General manager Rob Hennigan has become that annoying friend who can't take a hint. No matter what you say to him, he just keeps coming back for more.
Meeting between Dwight Howard and Rob Hennigan is over. Howard wouldn't drop his trade demand, per source. Magic's last-ditch effort failed.— Alex Kennedy (@AlexKennedyNBA) July 26, 2012
Well, now that it has been confirmed (again) that Howard was not bluffing when he called for a trade, it is safe to say the Magic find themselves in a very precarious position.
It is hard to blame the Magic for wanting to get the most in exchange for one of the NBA's premier players, but Hennigan and his charges have been dawdling in their quest to find a suitable trading partner.
Orlando would be unwise to push on into the 2012-13 season with Howard on the roster.

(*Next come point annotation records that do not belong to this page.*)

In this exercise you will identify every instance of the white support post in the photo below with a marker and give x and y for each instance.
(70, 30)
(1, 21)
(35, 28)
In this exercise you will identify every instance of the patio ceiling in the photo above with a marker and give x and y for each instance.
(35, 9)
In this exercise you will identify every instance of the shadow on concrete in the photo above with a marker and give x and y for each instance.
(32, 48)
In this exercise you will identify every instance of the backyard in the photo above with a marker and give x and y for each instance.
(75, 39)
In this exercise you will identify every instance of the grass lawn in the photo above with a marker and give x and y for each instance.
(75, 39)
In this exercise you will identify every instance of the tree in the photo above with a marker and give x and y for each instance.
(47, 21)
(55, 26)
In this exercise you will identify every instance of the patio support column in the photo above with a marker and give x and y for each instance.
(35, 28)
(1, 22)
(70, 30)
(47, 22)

He's just coming off back surgery to repair a herniated disk, so there is no telling how he will play. Even if he comes back and puts up 20 points and 10 rebounds a night, that would be a drop in production from his usual numbers. That would lead to the Magic not getting the highest possible value for him.

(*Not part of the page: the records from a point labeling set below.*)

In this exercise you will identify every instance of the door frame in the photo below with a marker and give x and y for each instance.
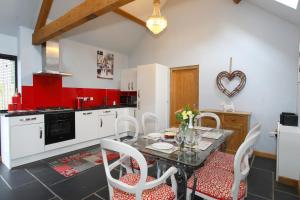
(172, 69)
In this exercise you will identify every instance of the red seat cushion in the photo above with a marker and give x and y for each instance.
(221, 160)
(161, 192)
(135, 164)
(216, 183)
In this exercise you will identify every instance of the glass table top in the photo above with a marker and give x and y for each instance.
(194, 159)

There comes a time, after a superstar jumps ship on a team, when that team has to turn around, face the facts and immediately cut ties. Unfortunately for Hennigan, this situation is past that point.

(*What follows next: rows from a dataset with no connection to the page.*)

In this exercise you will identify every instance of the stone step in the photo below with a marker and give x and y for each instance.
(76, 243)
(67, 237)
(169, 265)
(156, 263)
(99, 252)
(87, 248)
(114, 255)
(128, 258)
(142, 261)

The possibility of diminishing Howard's market value isn't the only problem with delaying this process. If the Magic wait until the season begins to ship Howard elsewhere, they are constantly narrowing their options.
Way back when, in the early days of July, the Nets and Magic had a proposed trade that would have sent Howard to Brooklyn for quality pieces and a draft pick (via Yahoo! Sports Adrian Wojnarowski). That deal, which could have been the best that the Magic will ever get, fell through.
There won't be many teams lining up to acquire Howard for half a season at the deadline. The Magic are going to want significant compensation for the best player on their team, and many teams will refuse to part with valuable assets for a rental.
Hennigan and company keep digging themselves deeper and deeper as the days go by, and the remaining options are running out.